The Stan Grivens Memorial Lecture Series at Blandville Community Library will be hosting a lecture by that guy, you know, who talks about the stuff that,—well, that is, the things that, you know,— His name is something that starts with a K, or maybe a B, and he looks a lot like that actor who played on the show about the whadayacallit, and he has something he’s going to say about, you know, the thing that’s right on the tip of our tongue, it’s not the orange-juice-and-pork-rinds diet, because we had that guy in here last month, and everybody is pretty sick of pork rinds by now, but this next one is going to talk about that thing, you know, that happens when you get to be a certain age, and you can’t— Memory loss! That’s it. The Stan Grivens Memorial Lecture Series will be hosting a lecture by that guy who talks about memory loss. It will be 8 p.m. tonight in the library basement, unless it’s 7:30 this time, because we said something about moving it earlier so people wouldn’t be out that late, but did we ever make that decision? We’re not sure.

ASK DR. BOLI.

Dear Dr. Boli: So many of my correspondents add little faces to the end of every sentence that I have to wonder what’s wrong with them. With the correspondents, I mean. I already know what’s wrong with the little faces. First of all, I’m over 35, and my vision, while good, is not perfect, and I can hardly distinguish one emoji from another. Second, even when I put on my reading glasses and magnify my email or text messages, the emojis are seldom more than tenuously connected to the sentences they follow. Nine out of ten of them are variants of a happy face, and the tenth is usually some expression of frustration. But shouldn’t I be able to tell by the words you write whether you’re happy or frustrated? Why the little picture? What information does it add? —Sincerely, E. A. Wallis Budge.
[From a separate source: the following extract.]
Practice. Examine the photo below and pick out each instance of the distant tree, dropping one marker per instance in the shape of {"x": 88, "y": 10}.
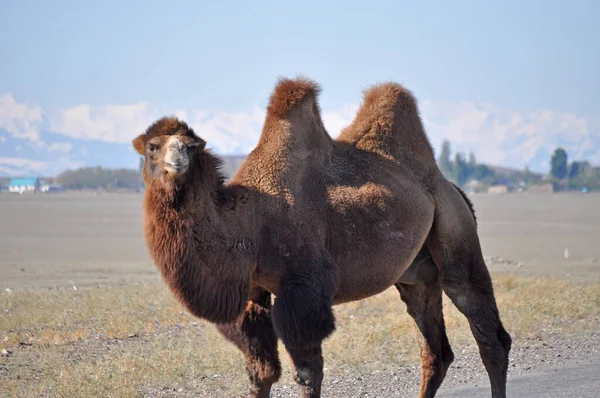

Dear Sir: The emoji does not add information. It is the written equivalent of a nervous chuckle at the end of every sentence. Its message is this: “Please take my unworthy expression in the spirit in which it was intended, and please don’t hurt me even though I’m weak and nervous and would blow away in a stiff breeze.” Now that you know the psychological source of these little faces, you will of course refrain from telling your correspondents, “If you send me one more happy face, I will crawl through the whole series of tubes from one end of the Internet to the other and throttle you.” That would be wrong.

ASK DR. BOLI.

Dear Dr. Boli: Electric engines are much more efficient and deliver much more torque than gasoline engines. Yet, among my acquaintances, the ones who talk the most enthusiastically about powerful cars are the ones most opposed to electric cars and most stuck on internal combustion. Why is that? —Sincerely, An Avid Bicyclist.

Dear Sir or Madam: Because there’s no fuel like an old fuel.

SERVING SIZE.

Nutrition facts: 3 servings per container; serving size 1/3 moose

You have probably never seen a serving size expressed in these measurement units before…

Self-assembly milk chocolate moose

…unless you do your chocolate shopping at IKEA.